Lydia’s journey has been recognized across multiple creative realms: CCTV national television, professional dance platforms, international film festivals, community collaborations and large-scale cultural events. Beyond her graduation project, she performed in the escape-room theatre project False Morels, shortlisted for the Artsthread Global Graduate Showcase 2025, and the short film Catching Alternative in China, selected for the Golden Rooster Film Project Maket 2025 and the FIRST Fantastic Film Festival 2025.

During her two years at the university (2023–2025), she consistently produced a wide range of works, including the experimental film Spring, the dance film Urban Breath, the music video Morning Dew, the installation piece My Weekend Hideaway, and the digital theatre project Bank Robbery, among others.

[Click to view exhibitions & awards]






“I’m not so interested in how they move as in what moves them.”
—— Pina Bausch


Having trained between Beijing and London, Lydia has spent over a decade in dialogue with movement. Beginning as a self-taught dancer in her early teens, she went on to win awards in international competitions such as the Taoli World Dance Competition 2017 and World of Dance (WOD) 2018.  These experiences evolved through years of community practice: from leading high-school ensembles of forty performers, to establishing the “Dance Lab” collective at the UEA Chinese Student Scholarship Association, and became the Performance Director of UEA Korean Spciety for two years. In 2023, she joined Blooming Dance London as Cpop instructor, teached weekly dance sessions at the Danceworks Studio. 

In recent years, Lydia’s movement practice has grown beyond performance into facilitation and co-creation. At Central Saint Martins, she designed and led a series of art & movement workshops exploring collective memory, sensory awareness, and camera–body interaction. These sessions merged improvisation, meditation, and storytelling, encouraging participants to rediscover the intelligence of their own rhythm. Her collaboration Age UK on Portraits in Motion further expanded this approach, turning the language of movement and filmmaking into a tool of empathy and intergenerational connection.

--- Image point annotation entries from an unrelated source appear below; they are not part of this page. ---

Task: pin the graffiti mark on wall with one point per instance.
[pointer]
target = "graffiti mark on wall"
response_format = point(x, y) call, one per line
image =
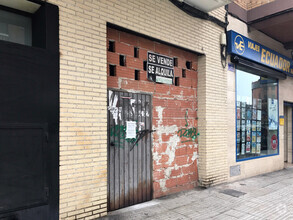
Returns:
point(118, 133)
point(118, 136)
point(124, 108)
point(189, 133)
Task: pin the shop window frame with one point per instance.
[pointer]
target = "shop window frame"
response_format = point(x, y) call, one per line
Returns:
point(235, 129)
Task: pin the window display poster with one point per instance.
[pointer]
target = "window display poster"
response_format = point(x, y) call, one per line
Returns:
point(243, 137)
point(243, 113)
point(273, 113)
point(254, 103)
point(259, 115)
point(238, 137)
point(248, 113)
point(258, 148)
point(247, 147)
point(238, 113)
point(258, 126)
point(253, 136)
point(259, 104)
point(248, 124)
point(243, 148)
point(254, 114)
point(248, 135)
point(253, 125)
point(253, 148)
point(258, 139)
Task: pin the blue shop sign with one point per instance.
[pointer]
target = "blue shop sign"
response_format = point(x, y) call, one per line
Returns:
point(249, 49)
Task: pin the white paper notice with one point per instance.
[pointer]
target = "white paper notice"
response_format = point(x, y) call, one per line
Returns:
point(130, 129)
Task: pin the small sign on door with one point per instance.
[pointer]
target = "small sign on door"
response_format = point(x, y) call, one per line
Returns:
point(130, 129)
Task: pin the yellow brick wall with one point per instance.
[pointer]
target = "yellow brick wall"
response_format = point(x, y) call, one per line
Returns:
point(83, 110)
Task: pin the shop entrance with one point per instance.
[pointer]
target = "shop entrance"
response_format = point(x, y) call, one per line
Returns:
point(288, 113)
point(129, 149)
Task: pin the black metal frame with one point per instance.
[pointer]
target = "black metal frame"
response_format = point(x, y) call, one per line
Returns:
point(42, 56)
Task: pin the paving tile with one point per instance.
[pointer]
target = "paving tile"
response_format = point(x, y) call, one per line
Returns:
point(267, 196)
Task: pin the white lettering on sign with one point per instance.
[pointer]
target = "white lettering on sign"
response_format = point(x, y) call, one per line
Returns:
point(161, 66)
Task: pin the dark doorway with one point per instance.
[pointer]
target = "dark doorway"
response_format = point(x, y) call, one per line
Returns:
point(129, 149)
point(29, 123)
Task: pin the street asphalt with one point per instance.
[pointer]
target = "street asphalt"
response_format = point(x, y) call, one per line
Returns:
point(268, 196)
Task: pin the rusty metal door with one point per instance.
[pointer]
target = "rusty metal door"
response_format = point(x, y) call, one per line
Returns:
point(129, 149)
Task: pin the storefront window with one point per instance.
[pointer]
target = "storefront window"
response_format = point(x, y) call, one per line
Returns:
point(256, 116)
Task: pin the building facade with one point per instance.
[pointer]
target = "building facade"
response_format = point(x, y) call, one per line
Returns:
point(259, 95)
point(141, 98)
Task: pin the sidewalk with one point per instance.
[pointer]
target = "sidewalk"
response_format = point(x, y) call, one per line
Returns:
point(268, 196)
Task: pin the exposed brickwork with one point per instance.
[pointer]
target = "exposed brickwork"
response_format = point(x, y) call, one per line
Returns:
point(250, 4)
point(174, 160)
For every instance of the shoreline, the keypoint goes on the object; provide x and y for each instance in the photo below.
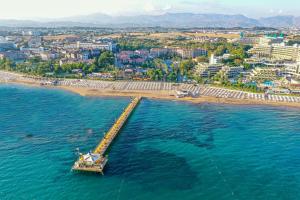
(161, 95)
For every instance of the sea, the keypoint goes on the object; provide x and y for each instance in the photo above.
(167, 149)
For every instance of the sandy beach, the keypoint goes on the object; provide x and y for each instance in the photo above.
(153, 94)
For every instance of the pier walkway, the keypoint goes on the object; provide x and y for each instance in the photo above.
(95, 161)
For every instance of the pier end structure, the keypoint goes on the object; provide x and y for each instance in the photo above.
(96, 160)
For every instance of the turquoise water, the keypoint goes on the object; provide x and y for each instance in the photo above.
(167, 150)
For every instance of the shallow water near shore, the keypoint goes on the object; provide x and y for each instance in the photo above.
(167, 150)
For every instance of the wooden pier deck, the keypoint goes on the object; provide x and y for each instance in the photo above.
(96, 160)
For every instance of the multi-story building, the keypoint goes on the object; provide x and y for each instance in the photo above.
(232, 72)
(6, 45)
(102, 46)
(267, 48)
(261, 74)
(205, 70)
(191, 53)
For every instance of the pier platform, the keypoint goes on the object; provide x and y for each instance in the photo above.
(96, 160)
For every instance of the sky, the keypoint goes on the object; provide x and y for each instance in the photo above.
(51, 9)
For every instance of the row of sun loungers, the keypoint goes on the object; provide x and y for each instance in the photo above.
(156, 86)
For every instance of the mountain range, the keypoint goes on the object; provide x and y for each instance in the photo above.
(169, 20)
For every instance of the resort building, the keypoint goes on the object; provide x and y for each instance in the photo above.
(232, 72)
(267, 48)
(205, 70)
(261, 74)
(191, 53)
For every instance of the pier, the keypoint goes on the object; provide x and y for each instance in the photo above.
(96, 160)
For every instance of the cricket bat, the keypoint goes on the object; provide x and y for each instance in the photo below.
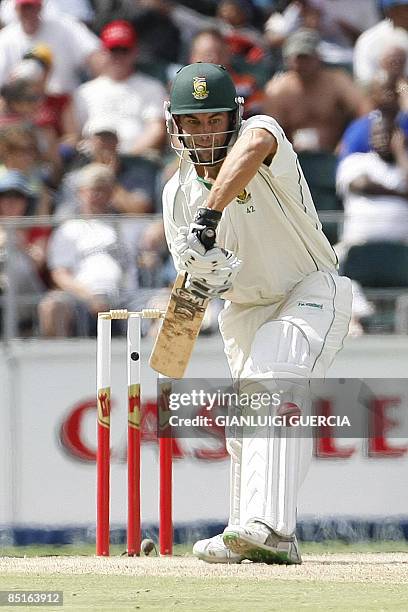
(179, 330)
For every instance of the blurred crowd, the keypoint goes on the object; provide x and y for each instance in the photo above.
(83, 138)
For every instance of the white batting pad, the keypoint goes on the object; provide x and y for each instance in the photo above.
(273, 461)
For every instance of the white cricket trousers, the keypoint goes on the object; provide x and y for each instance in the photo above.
(297, 337)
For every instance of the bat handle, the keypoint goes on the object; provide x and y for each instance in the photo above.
(207, 237)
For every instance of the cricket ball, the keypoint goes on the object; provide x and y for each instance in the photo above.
(147, 546)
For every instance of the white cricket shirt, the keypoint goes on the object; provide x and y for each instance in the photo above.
(272, 227)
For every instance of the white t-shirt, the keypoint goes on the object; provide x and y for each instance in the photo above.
(70, 42)
(273, 227)
(129, 104)
(371, 46)
(372, 217)
(91, 251)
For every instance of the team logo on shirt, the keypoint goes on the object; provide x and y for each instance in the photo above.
(243, 197)
(200, 91)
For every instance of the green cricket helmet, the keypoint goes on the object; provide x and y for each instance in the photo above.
(203, 88)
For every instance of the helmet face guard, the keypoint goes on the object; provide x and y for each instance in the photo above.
(203, 88)
(185, 144)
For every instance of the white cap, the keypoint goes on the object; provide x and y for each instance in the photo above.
(28, 69)
(100, 124)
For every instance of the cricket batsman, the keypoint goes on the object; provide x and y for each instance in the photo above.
(287, 310)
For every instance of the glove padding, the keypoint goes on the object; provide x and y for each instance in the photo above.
(212, 272)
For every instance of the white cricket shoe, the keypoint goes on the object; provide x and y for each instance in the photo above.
(261, 544)
(213, 550)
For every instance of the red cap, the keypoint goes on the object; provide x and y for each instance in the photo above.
(35, 2)
(118, 33)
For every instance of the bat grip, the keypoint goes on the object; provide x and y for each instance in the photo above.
(207, 237)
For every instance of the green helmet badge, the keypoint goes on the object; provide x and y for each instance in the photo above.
(200, 91)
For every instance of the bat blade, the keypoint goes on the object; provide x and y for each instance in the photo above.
(179, 330)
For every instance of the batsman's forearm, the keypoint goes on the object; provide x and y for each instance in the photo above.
(240, 166)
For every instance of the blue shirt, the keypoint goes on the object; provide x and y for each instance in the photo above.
(356, 138)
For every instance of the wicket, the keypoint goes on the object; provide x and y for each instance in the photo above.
(134, 439)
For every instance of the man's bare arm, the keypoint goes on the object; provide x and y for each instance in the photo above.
(241, 165)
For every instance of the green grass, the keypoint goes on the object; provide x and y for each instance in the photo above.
(315, 548)
(210, 594)
(218, 595)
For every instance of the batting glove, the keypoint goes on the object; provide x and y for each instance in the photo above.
(217, 267)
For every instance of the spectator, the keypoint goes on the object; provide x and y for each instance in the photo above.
(385, 102)
(55, 112)
(73, 46)
(210, 46)
(374, 187)
(25, 102)
(236, 23)
(135, 183)
(77, 9)
(338, 22)
(26, 256)
(89, 265)
(312, 103)
(130, 100)
(159, 38)
(19, 151)
(393, 67)
(373, 43)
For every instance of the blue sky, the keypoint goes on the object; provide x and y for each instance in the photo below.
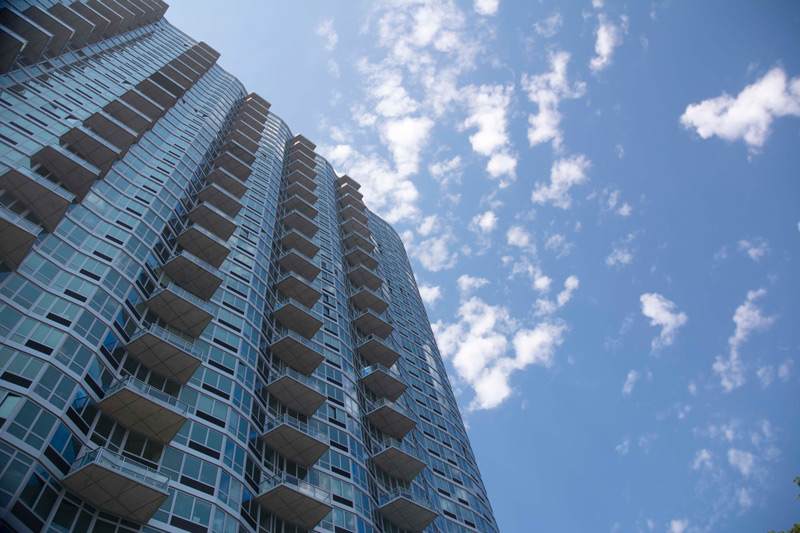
(600, 201)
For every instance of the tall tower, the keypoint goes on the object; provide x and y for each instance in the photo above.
(203, 327)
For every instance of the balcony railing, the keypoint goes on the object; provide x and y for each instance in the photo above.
(117, 484)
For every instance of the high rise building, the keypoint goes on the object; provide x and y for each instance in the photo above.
(203, 328)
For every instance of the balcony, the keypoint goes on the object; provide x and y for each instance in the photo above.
(368, 299)
(157, 93)
(407, 510)
(298, 289)
(296, 189)
(76, 174)
(191, 273)
(300, 222)
(302, 179)
(359, 256)
(239, 151)
(390, 418)
(93, 148)
(294, 261)
(213, 220)
(229, 182)
(384, 382)
(352, 212)
(297, 203)
(145, 105)
(362, 276)
(221, 199)
(298, 392)
(234, 165)
(346, 188)
(117, 485)
(204, 245)
(294, 500)
(126, 114)
(344, 179)
(356, 239)
(398, 460)
(297, 317)
(353, 225)
(181, 310)
(378, 351)
(111, 130)
(145, 409)
(301, 354)
(371, 324)
(346, 200)
(45, 199)
(294, 240)
(19, 236)
(165, 353)
(295, 440)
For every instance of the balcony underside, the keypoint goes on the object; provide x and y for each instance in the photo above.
(398, 463)
(295, 262)
(163, 357)
(391, 421)
(115, 493)
(298, 355)
(294, 506)
(46, 200)
(298, 289)
(406, 514)
(296, 395)
(205, 246)
(384, 384)
(143, 415)
(193, 274)
(294, 240)
(377, 352)
(179, 312)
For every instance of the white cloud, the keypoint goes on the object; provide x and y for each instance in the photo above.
(661, 312)
(702, 459)
(624, 447)
(627, 388)
(478, 343)
(546, 91)
(486, 7)
(430, 294)
(448, 171)
(609, 36)
(756, 248)
(326, 31)
(748, 318)
(742, 461)
(750, 114)
(564, 174)
(549, 27)
(467, 284)
(488, 108)
(677, 526)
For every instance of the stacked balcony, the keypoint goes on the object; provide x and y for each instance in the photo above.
(384, 382)
(145, 409)
(165, 353)
(295, 500)
(298, 352)
(407, 510)
(295, 440)
(398, 460)
(117, 485)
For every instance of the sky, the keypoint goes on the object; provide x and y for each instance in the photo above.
(600, 203)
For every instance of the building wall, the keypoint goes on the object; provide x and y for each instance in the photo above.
(82, 294)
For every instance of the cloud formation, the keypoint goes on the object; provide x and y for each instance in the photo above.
(749, 115)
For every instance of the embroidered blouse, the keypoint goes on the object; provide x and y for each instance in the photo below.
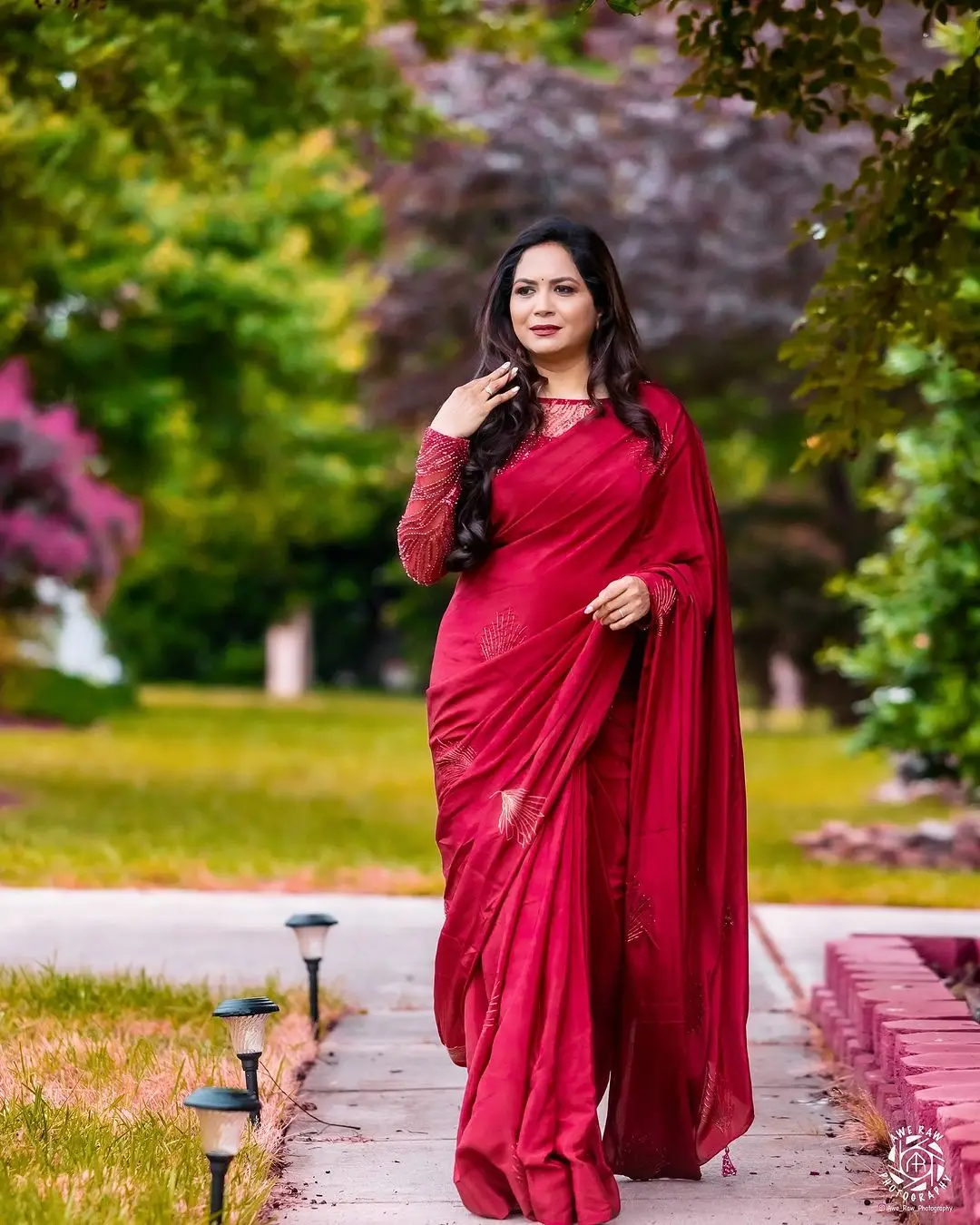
(426, 528)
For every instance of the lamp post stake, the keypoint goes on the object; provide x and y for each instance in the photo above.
(312, 969)
(218, 1164)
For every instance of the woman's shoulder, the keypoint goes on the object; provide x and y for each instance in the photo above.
(664, 406)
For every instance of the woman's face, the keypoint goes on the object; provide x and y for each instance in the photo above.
(552, 310)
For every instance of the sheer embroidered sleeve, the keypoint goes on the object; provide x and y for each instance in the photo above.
(426, 531)
(663, 598)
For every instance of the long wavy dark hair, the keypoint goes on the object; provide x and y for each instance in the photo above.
(614, 360)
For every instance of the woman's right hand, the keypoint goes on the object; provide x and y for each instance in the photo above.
(469, 406)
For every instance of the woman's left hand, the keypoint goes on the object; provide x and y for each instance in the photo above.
(622, 603)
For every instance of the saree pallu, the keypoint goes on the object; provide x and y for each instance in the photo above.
(591, 822)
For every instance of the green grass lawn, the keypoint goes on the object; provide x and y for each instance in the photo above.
(223, 789)
(94, 1071)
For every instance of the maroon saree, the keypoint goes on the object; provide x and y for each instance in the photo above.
(592, 828)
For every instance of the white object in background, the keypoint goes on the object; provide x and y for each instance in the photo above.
(787, 682)
(73, 637)
(289, 655)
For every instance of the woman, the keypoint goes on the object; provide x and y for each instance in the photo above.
(588, 772)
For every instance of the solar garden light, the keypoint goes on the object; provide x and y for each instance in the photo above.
(222, 1115)
(311, 933)
(247, 1028)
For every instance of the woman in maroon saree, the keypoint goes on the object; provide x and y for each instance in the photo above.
(590, 779)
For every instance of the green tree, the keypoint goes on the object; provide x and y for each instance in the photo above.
(189, 254)
(906, 230)
(919, 619)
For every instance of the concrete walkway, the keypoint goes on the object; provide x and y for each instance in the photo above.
(385, 1071)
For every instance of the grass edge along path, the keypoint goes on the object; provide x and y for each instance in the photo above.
(217, 789)
(93, 1073)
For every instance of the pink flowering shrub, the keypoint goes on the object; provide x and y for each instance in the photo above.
(56, 518)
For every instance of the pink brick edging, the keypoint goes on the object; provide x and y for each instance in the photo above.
(909, 1044)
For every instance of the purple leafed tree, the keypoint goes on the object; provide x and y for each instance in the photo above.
(56, 518)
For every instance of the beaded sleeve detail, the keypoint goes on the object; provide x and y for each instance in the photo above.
(426, 527)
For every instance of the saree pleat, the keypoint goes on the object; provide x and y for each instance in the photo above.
(591, 823)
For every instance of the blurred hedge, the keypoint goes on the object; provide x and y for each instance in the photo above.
(46, 693)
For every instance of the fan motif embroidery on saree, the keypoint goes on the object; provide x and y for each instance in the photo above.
(644, 461)
(639, 914)
(451, 762)
(504, 633)
(520, 815)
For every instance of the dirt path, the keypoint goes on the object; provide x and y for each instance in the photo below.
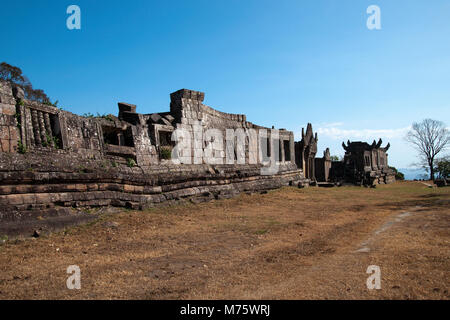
(287, 244)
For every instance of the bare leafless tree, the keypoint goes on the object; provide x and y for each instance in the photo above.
(429, 137)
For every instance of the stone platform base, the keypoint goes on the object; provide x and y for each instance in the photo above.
(37, 192)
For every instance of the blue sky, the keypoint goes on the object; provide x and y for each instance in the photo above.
(282, 63)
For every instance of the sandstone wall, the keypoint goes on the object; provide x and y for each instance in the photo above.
(53, 162)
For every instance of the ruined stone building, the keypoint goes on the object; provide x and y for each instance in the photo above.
(363, 164)
(305, 151)
(53, 161)
(367, 163)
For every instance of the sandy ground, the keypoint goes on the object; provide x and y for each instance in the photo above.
(313, 243)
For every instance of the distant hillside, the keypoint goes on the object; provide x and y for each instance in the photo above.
(414, 173)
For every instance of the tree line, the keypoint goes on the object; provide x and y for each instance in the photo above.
(14, 75)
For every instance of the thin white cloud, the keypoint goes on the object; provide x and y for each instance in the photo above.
(331, 124)
(335, 132)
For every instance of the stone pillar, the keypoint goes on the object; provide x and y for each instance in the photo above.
(9, 134)
(36, 131)
(42, 128)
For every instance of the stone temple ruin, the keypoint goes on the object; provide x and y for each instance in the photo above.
(53, 161)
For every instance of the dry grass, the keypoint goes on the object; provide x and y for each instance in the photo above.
(287, 244)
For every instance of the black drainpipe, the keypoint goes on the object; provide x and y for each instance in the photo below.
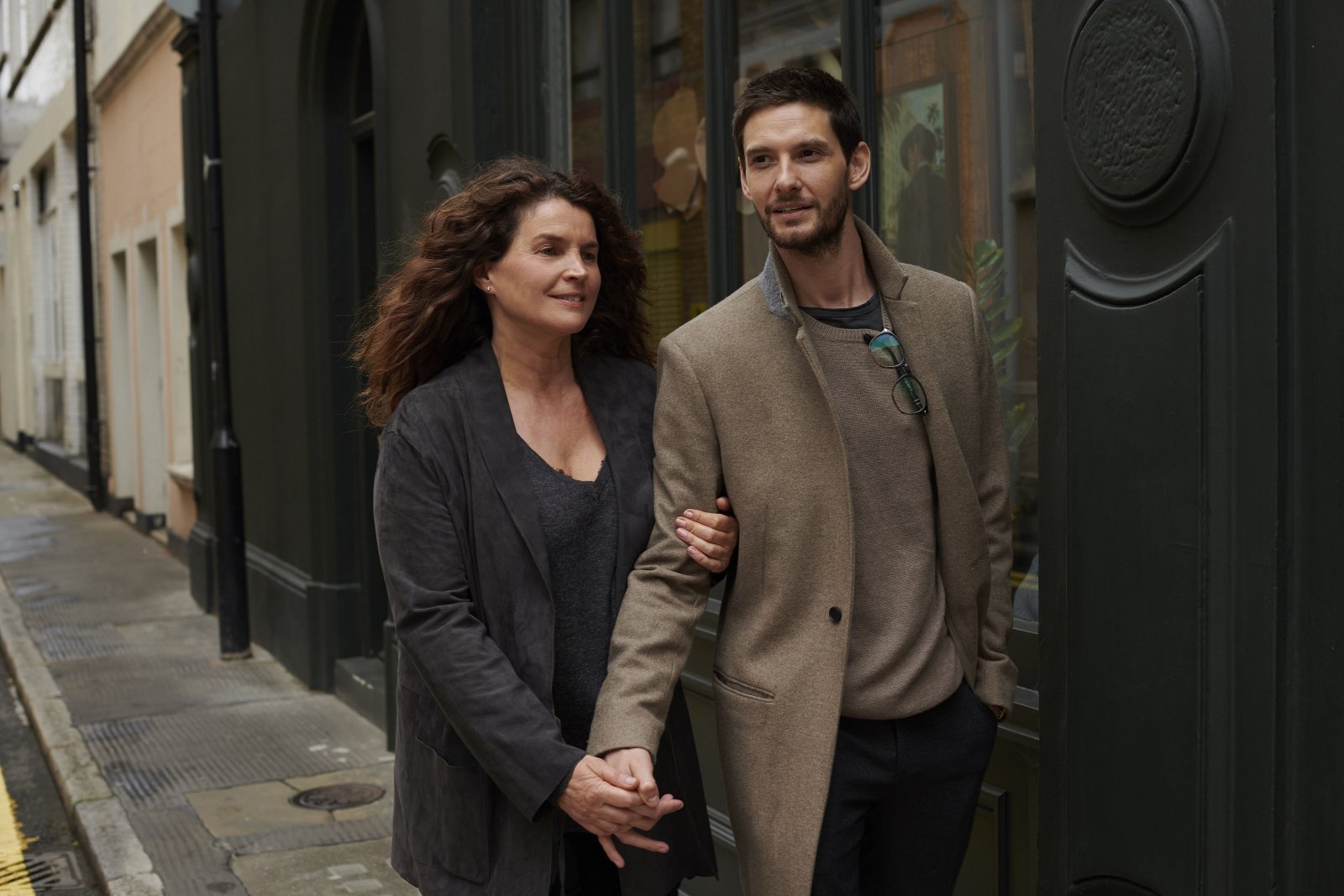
(96, 488)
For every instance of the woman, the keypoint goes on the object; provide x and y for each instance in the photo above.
(510, 371)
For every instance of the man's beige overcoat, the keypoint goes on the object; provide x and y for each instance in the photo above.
(743, 410)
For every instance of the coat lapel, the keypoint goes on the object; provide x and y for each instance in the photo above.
(492, 426)
(624, 457)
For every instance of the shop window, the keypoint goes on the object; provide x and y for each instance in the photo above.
(776, 35)
(956, 194)
(586, 47)
(669, 157)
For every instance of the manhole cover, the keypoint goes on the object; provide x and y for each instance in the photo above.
(45, 872)
(338, 797)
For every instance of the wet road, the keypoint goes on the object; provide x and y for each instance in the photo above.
(38, 849)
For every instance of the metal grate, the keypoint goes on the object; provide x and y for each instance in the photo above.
(49, 871)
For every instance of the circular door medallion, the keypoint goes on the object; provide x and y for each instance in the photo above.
(1132, 96)
(1144, 96)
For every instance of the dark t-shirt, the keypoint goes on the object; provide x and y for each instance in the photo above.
(867, 316)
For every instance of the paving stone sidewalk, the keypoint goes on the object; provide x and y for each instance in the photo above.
(176, 768)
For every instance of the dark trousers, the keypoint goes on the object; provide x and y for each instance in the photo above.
(586, 869)
(902, 801)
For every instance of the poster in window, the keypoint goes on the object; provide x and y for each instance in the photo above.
(918, 175)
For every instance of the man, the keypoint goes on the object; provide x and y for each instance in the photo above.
(860, 658)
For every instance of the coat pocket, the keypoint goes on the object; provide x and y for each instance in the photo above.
(452, 815)
(434, 731)
(743, 688)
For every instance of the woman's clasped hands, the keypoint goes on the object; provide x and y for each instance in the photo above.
(608, 804)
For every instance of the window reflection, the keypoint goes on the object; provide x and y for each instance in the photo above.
(586, 148)
(956, 194)
(669, 157)
(774, 35)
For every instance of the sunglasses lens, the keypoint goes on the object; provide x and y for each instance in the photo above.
(886, 349)
(909, 396)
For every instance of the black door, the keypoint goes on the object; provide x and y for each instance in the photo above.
(1159, 394)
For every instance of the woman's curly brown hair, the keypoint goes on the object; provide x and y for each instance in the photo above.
(430, 313)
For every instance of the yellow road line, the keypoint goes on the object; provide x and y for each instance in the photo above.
(11, 846)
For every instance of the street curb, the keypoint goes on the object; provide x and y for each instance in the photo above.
(114, 849)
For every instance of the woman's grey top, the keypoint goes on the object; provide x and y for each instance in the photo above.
(580, 520)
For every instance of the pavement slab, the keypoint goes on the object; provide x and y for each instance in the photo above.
(175, 766)
(324, 871)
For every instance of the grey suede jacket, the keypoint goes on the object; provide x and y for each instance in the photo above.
(479, 748)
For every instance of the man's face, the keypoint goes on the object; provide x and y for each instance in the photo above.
(796, 175)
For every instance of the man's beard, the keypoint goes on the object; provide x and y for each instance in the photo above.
(823, 239)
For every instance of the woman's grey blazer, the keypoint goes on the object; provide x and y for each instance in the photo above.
(479, 748)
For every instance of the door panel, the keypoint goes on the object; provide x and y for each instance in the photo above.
(1156, 208)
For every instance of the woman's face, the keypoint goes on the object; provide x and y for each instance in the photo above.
(549, 280)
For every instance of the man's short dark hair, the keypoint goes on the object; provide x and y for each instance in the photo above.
(811, 86)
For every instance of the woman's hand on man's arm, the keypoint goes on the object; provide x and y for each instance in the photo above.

“You find peace not by rearranging the circumstances of your life, but by realizing who you are at the deepest level.”
—— Eckhart Tolle, The Power of Now (2008)


In the future, Lydia envisions her artistic journey as a continuous exploration of the spaces between different media, technology and spirit. She aims to deepen her research into the therapeutic and transformative power of art, creating works that bridge inner and outer worlds, and connect people across cultures through shared emotional resonance. Guided by empathy and curiosity, she hopes to keep expanding the language of embodiment and perception — crafting experiences that heal, awaken, and remind us of our collective humanity.